Nadal reinaba en la tierra. Desde el principio. Hasta que en el 2009, en la final del Abierto de Australia, arrebató el éxito al tenista helvético que no pudo contener las lágrimas de subcampeón en la entrega de trofeos.
Y en medio surgió Novak Djokovic. Y Andy Murray apartado de la circulación por las lesiones de forma precipitada cuando el tenis llegó a ser solo de los cuatro. La alternancia y el reparto invadió la dictadura anterior del suizo, que nunca se dio por vencido y que mantuvo el pulso a pesar del empuje del resto y de su mayor juventud.
Siguió ganando Federer, que levantó copas y trofeos hasta el 2019, cuando su tenis empezó a ofrecer sus últimos coletazos a alto nivel. Aquél año ganó cuatro torneos. Dubai, Halle, el Masters 1,000 de Miami, su último gran premio, y Basilea, en su ciudad, donde triunfó por última vez.

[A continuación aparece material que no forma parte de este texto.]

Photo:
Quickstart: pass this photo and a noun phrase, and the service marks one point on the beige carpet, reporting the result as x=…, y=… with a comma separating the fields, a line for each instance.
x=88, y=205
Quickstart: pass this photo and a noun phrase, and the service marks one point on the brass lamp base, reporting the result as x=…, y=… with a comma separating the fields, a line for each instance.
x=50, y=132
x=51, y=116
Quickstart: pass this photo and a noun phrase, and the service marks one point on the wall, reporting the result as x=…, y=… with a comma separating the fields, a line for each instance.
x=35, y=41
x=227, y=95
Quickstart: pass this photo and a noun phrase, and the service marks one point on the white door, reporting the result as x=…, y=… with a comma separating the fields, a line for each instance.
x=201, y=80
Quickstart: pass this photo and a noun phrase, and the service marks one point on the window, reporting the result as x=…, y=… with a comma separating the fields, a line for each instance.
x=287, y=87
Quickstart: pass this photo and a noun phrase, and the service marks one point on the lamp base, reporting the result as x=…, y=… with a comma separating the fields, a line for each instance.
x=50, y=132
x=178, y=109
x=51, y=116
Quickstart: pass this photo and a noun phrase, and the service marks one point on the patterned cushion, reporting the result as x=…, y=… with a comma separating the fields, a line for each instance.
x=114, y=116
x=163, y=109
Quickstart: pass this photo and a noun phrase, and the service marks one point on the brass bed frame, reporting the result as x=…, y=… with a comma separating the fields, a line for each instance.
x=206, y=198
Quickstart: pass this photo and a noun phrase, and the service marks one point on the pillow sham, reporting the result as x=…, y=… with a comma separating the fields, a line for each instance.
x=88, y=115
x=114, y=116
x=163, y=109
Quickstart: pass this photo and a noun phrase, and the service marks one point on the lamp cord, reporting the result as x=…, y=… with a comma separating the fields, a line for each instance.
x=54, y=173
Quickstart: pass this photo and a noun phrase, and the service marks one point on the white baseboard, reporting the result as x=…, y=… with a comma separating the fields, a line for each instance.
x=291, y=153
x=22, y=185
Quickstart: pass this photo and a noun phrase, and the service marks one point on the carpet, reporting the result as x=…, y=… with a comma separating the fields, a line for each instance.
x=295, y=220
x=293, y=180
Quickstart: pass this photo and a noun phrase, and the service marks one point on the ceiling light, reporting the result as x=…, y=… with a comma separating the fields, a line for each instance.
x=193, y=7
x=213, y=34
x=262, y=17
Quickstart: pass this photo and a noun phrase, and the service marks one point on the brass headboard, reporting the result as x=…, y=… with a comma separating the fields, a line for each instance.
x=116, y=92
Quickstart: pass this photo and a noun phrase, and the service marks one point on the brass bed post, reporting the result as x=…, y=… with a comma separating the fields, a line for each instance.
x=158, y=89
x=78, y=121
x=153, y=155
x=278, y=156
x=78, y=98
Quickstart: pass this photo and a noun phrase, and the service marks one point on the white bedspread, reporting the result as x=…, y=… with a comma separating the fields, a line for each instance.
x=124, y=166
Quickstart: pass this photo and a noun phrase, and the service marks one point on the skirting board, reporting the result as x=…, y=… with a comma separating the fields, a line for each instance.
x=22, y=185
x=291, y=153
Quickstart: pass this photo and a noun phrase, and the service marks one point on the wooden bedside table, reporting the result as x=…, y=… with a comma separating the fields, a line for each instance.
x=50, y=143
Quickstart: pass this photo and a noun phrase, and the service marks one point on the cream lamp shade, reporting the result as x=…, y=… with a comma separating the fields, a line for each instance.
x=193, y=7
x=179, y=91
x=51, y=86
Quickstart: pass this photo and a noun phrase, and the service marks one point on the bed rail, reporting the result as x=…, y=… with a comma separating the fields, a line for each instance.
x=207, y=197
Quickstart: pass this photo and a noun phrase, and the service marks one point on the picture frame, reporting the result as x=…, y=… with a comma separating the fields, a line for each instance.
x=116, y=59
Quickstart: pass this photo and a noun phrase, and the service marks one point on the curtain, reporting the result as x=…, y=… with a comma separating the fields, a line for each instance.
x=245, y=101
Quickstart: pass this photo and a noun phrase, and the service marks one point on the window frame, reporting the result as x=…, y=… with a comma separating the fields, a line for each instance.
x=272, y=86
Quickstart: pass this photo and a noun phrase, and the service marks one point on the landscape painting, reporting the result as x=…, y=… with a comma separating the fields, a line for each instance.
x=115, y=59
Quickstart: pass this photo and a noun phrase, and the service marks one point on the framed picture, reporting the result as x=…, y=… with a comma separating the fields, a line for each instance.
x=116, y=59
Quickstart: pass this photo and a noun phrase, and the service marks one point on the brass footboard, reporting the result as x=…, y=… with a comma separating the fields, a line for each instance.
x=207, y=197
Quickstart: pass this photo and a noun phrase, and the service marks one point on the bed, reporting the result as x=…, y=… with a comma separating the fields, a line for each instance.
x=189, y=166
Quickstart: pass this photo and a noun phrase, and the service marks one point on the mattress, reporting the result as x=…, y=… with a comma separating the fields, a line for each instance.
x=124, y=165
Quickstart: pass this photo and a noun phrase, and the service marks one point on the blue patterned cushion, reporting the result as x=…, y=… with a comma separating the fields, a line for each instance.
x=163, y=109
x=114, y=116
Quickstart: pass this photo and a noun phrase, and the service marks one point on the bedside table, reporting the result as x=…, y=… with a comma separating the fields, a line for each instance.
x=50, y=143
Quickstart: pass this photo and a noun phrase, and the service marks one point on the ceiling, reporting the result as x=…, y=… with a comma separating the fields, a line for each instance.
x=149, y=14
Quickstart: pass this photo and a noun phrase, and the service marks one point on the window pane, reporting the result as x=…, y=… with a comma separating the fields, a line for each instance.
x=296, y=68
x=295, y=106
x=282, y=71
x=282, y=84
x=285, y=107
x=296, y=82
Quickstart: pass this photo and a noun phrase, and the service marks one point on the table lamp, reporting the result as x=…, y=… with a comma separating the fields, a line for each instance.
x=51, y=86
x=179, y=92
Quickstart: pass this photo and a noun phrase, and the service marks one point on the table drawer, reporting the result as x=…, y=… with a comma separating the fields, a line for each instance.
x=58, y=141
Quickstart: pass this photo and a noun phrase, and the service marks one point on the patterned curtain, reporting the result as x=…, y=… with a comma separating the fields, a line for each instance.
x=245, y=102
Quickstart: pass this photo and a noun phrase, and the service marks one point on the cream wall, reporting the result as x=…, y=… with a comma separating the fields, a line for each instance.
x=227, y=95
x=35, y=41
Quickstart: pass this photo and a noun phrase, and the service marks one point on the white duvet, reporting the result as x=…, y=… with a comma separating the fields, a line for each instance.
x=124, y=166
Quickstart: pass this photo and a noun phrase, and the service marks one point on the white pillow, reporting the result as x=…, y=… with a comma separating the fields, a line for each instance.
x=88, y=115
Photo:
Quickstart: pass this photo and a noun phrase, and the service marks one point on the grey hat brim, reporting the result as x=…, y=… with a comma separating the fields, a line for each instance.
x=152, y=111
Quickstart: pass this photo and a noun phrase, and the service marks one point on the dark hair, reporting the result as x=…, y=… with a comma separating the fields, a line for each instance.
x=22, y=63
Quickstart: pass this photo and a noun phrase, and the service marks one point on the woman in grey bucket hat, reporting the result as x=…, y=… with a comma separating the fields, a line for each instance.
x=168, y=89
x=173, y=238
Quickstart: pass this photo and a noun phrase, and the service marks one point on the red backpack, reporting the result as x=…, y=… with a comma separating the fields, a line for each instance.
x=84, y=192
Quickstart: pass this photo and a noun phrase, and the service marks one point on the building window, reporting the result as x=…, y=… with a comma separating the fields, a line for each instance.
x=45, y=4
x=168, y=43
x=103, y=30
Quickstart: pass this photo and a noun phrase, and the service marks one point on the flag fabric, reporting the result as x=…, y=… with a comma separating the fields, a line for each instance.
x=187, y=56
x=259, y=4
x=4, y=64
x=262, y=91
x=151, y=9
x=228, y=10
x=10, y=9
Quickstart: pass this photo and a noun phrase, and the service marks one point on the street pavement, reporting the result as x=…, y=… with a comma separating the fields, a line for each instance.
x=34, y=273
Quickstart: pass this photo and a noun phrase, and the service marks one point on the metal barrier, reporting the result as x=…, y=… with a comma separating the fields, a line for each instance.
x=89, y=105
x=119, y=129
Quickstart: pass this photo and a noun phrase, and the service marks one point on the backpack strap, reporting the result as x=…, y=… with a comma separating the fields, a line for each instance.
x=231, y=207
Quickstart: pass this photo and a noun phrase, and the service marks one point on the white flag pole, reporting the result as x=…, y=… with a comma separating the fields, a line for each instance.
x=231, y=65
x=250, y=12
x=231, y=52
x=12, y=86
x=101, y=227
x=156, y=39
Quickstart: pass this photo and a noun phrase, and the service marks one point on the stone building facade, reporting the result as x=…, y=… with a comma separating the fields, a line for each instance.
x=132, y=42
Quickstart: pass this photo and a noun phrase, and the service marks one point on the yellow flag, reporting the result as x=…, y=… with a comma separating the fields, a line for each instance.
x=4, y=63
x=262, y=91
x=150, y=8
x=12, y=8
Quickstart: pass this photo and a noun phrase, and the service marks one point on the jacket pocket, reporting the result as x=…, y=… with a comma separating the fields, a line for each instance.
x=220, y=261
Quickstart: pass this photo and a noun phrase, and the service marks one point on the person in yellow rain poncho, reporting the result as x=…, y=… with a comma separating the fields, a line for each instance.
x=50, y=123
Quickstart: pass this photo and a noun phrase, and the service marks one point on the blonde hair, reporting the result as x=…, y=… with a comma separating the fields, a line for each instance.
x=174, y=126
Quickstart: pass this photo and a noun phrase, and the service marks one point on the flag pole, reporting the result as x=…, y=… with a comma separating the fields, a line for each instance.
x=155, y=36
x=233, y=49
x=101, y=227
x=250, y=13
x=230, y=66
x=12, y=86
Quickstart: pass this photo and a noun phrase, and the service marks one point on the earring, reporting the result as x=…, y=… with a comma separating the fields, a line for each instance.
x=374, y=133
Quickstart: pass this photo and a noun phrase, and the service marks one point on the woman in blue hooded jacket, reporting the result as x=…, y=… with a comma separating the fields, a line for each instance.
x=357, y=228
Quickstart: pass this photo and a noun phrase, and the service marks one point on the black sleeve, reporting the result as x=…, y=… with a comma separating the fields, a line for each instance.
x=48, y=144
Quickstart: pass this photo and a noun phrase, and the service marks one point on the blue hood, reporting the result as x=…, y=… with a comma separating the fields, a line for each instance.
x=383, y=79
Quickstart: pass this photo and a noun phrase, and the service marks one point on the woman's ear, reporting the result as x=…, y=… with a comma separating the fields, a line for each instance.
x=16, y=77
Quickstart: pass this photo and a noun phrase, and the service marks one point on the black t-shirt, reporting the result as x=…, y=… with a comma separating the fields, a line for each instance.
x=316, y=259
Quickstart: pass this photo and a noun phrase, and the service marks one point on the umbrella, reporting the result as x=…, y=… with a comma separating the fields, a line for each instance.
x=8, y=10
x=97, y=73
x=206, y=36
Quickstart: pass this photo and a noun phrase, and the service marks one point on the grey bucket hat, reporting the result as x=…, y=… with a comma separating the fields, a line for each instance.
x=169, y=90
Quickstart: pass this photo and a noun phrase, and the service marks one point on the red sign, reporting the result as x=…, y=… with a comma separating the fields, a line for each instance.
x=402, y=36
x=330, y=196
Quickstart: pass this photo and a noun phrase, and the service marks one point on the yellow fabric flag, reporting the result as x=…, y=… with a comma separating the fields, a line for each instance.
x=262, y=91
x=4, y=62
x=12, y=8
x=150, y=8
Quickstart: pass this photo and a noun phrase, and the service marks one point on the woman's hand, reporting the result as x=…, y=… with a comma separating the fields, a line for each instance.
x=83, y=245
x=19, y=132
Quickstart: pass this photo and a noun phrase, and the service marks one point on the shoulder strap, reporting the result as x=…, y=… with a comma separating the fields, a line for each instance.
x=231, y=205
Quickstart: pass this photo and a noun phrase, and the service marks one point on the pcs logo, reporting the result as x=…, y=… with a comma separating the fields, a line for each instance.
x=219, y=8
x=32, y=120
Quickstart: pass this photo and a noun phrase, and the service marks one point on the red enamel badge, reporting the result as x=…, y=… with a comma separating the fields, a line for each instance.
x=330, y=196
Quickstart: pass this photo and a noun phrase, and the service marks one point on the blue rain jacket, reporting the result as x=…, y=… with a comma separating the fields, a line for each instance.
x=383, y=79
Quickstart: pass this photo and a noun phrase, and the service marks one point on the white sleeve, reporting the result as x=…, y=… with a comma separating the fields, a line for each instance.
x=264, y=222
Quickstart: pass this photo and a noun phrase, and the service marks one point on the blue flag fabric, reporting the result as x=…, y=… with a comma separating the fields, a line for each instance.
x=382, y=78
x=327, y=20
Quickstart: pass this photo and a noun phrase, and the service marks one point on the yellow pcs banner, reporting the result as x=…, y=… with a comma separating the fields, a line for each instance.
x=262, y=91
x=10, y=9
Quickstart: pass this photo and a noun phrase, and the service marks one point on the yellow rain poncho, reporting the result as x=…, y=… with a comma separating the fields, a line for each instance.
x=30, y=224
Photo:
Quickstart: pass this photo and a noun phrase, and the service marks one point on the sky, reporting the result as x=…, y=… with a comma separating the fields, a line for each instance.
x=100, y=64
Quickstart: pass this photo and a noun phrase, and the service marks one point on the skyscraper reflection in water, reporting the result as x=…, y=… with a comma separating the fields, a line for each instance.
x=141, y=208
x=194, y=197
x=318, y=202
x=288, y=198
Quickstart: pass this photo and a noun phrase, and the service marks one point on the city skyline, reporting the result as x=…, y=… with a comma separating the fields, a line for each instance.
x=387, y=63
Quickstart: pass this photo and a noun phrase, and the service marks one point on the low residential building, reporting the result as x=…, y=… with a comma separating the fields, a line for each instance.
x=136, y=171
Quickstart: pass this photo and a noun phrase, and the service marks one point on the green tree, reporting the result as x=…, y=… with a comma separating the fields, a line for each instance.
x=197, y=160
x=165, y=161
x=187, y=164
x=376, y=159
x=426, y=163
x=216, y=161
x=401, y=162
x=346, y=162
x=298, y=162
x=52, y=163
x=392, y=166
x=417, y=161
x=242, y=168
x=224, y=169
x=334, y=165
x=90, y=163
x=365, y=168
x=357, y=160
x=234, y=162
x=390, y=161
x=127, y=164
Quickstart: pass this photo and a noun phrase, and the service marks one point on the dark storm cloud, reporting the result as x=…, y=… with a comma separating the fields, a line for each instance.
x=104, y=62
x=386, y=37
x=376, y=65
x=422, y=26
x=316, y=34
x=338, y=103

Fue el Abierto de Australia del 2018 su último Gran Slam. El número veinte de su registro. El que le mantuvo durante un tiempo como el mejor, como el hombre con más ‘major’ de la historia. Djokovic y Nadal le dieron caza y la igualdad se prolongó. El ‘Big Three’. Después, Nadal le rebasó. También Nole. Ya no tuvo tiempo para mantener la puja y prolongar el pulso.
Roger Federer dice adiós. Fija su despedida. Tres semanas después de que Serena Williams abandonara el circuito ovacionada en Nueva York, Federer prepara su despedida. En Londres, su casa. En un mes, dos leyendas se marchan. Dos vacíos irremediables, dos estilos únicos, para la eternidad del circuito.